Shimenawa et Wara-Zaiku, tressages de moisson artisanaux en paille de riz 

Le riz, introduit au Japon au IVe siècle y jouit d’un statut exceptionnel. Aliment mythique, offert aux humains par les dieux dans leur chute providentielle sur Terre, il est devenu la base de tout un système alimentaire, mais aussi culturel. Tour à tour don divin, monnaie d’échange et marqueur social, sa culture et sa consommation rythment la vie des japonais.

Du temps des semis et des repiquages dans les rizières au printemps, à celui de la récolte en Septembre, les régions où il pousse ont conservé des traditions religieuses, festives et aussi artisanales liées à sa culture et notamment dans la région de Kyushu où se situe l’atelier Takubo, dont nous proposons chez Maison Godillot certaines créations. 

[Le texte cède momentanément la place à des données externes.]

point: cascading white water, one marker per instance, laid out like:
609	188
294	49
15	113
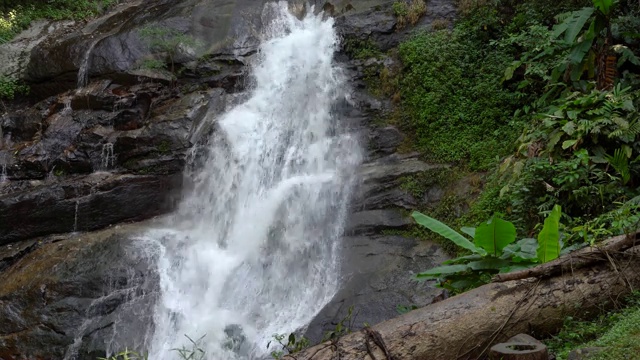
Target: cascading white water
83	70
253	247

Là, dans la ville d’Hinogake près de Kumamoto, M. Yoichiro, représentant contemporain de ces traditions rurales, poursuit le travail traditionnel de tressage de cordes sacrées en paille de riz, le Shimenawa, dans l’atelier fondé par son grand-père il y a 60 ans. La proximité d’un temple lié aux mythes fondateurs explique sans doute l’importance et la persistance locale de cet artisanat si particulier qui, au-delà du sacré, s’est étendu à des objets votifs du quotidien ainsi qu’à des objets usuels. C’est cet art subtil, méconnu en occident, qui lie le monde des hommes à celui des esprits, mais aussi celui plus ancré dans le quotidien du Wara-Zaiku et des tressages votifs de moisson en paille de riz, que nous avions envie de vous faire découvrir.

Créer un lien avec le divin, contenir les esprits

Décembre est la pleine saison du tressage rituel des cordes Shimenawa. En effet, bientôt les anciens Shimenawa disposés dans les temples et lieux sacrés seront remplacés par de nouveaux lors des festivités du nouvel an.

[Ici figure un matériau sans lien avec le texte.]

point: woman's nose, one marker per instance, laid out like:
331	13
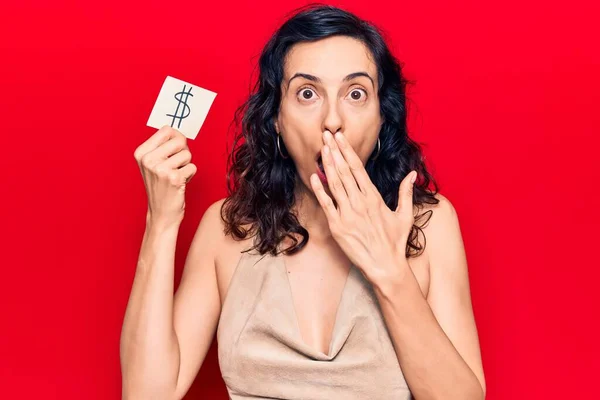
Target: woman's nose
332	118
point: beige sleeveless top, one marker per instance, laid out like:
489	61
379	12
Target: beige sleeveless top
263	356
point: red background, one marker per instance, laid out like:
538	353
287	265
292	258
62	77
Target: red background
504	102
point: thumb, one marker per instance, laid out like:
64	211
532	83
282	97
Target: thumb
405	193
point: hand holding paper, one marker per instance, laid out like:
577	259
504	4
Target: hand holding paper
182	106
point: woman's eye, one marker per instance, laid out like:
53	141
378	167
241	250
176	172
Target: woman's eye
306	94
357	95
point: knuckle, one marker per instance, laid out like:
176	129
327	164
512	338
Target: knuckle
173	177
337	185
145	160
161	170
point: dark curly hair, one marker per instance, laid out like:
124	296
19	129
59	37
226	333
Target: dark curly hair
260	183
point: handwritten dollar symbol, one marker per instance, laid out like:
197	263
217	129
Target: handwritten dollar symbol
182	98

Préservant symboliquement la pureté de ces lieux, ces tressages trouvent leur origine dans les mythes fondateurs et notamment l’histoire de la déesse Amaterasu, celle qui d’après son nom illumine littéralement le ciel, la déesse du soleil. La légende raconte que son jeune frère, Susanoo, dieux des tempêtes, s’étant livré à un déchainement de fureur, détruisant tout sur son passage, Amaterasu se réfugie dans une grotte située à Takachiho (Près d’Hinogake, où se trouvent aujourd’hui les ateliers Takubo) pour s’isoler du tumulte, faisant alors disparaitre le soleil qui laisse sa place aux ténèbres. Les dieux, voulant mettre un terme à ce chaos, se réunissent alors et organisent une fête à l’entrée de la grotte, destinée à faire sortir la déesse curieuse de sa cachette. Afin de l’empêcher de retourner dans sa tanière, ils en barrent l’entrée à l’aide d’un Shimenawa, qui agit dès lors comme un obstacle protecteur.

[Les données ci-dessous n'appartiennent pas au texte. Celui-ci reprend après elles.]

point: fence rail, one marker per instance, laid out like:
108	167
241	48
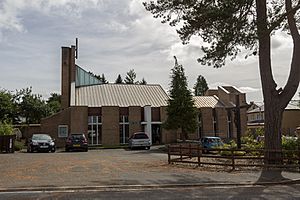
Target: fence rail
193	154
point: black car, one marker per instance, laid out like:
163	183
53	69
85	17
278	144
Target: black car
76	141
40	143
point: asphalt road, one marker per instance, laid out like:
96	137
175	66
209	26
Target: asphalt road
274	192
27	175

Ces cordages rituels ornent désormais les frontons des temples et les autels shinto, mais aussi des éléments de la nature, dont on pense qu’ils abritent des esprits, les kami, créant ainsi une protection mais aussi un lien entre les humains et les dieux. Un des exemples les plus célèbres dans la nature est probablement l’union des deux rochers de la baie d’Isé, représentants les époux divins Izanagi et Izanami (Le dieu Izanagi ayant donné naissance à la déesse Amatarasu et au dieu Susanoo) liés à jamais par un immense Shimenawa enroulé autour des deux rochers et tendu au-dessus de la mer.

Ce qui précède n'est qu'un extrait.